“The scores of Bach and Handel often call for many trumpets. In their day it was necessary to use a number of trumpets of different size, because no one instrument could play all the notes required.”
THE TROMBONE
Contemporary with the clarion, or claro, was a similar instrument called the buysine; and, like the clarion, it was a straight brass tube with a cupped mouthpiece at one end and a bell at the other. The only difference appears to be that the buysine was enormously long.
This instrument changed in form; and as early as the Fourteenth Century it was actually supplied with a slide! Though it was called sackbut, it shows the beginning of our modern trombone.
The sackbut was made in several sizes. There was a whole band of these instruments. In the Sixteenth Century there was a bass sackbut almost identical with the trombone of to-day.
The trombone may be described as a slender brass tube bent twice upon itself and ending in a bell. In the middle section it is double, so that the two outer portions slide upon the inner ones. We always enjoy watching the performer on the trombone pulling out his instrument at different lengths; and we often wonder how he knows when to stop it at the right points.

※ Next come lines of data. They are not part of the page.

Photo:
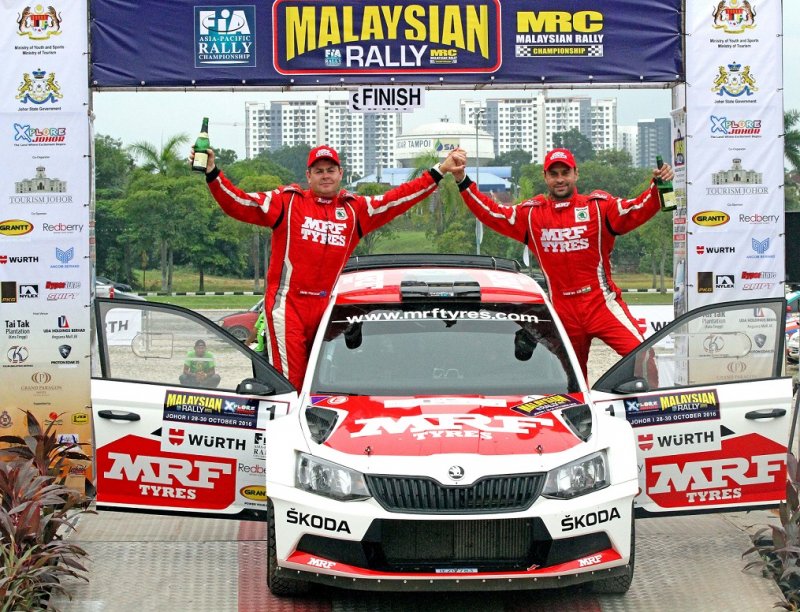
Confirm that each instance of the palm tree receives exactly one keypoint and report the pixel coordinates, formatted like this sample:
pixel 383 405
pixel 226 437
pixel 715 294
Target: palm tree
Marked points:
pixel 170 160
pixel 791 138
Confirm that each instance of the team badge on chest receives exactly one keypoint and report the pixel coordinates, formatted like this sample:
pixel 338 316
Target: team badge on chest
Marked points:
pixel 582 214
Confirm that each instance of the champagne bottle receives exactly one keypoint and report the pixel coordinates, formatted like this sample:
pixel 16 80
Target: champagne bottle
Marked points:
pixel 200 147
pixel 665 193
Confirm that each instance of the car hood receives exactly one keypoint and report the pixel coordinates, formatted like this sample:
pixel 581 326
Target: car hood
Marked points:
pixel 423 426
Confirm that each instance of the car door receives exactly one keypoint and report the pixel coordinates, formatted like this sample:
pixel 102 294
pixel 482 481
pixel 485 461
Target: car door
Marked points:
pixel 167 442
pixel 710 407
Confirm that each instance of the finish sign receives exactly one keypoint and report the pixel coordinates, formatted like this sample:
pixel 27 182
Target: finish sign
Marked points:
pixel 397 99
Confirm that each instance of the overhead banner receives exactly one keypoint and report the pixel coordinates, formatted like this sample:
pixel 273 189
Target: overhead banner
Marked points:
pixel 184 43
pixel 734 117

There are seven positions for this slide and they have to be learned. There is no guide but the performer’s ear, which has to be as accurate as that of a violinist; and, indeed, we may say that the seven positions, in a certain sense, correspond with the positions on the violin. They are only acquired by constant practice; and when they are once acquired, the performer thinks no more about them but pulls his slide up and down with an air that seems to us almost indifferent.
These seven positions of the slide each give a fundamental tone and its harmonics.
According to an authority: “The slide, being entirely closed, that is to say, the tube reduced to its shortest dimension, the instrument produces (modifying with the breath and the pressure of the lips as in the horn) the harmonics. By pulling out the slide a little, which increases the length of the tube, we have the second position and its harmonics.” Pulling out the tube still farther makes the third position and its harmonics; and so on.
There are three varieties of this instrument: the alto, the tenor and the bass. Each is written in the proper key of the voice whose name it bears.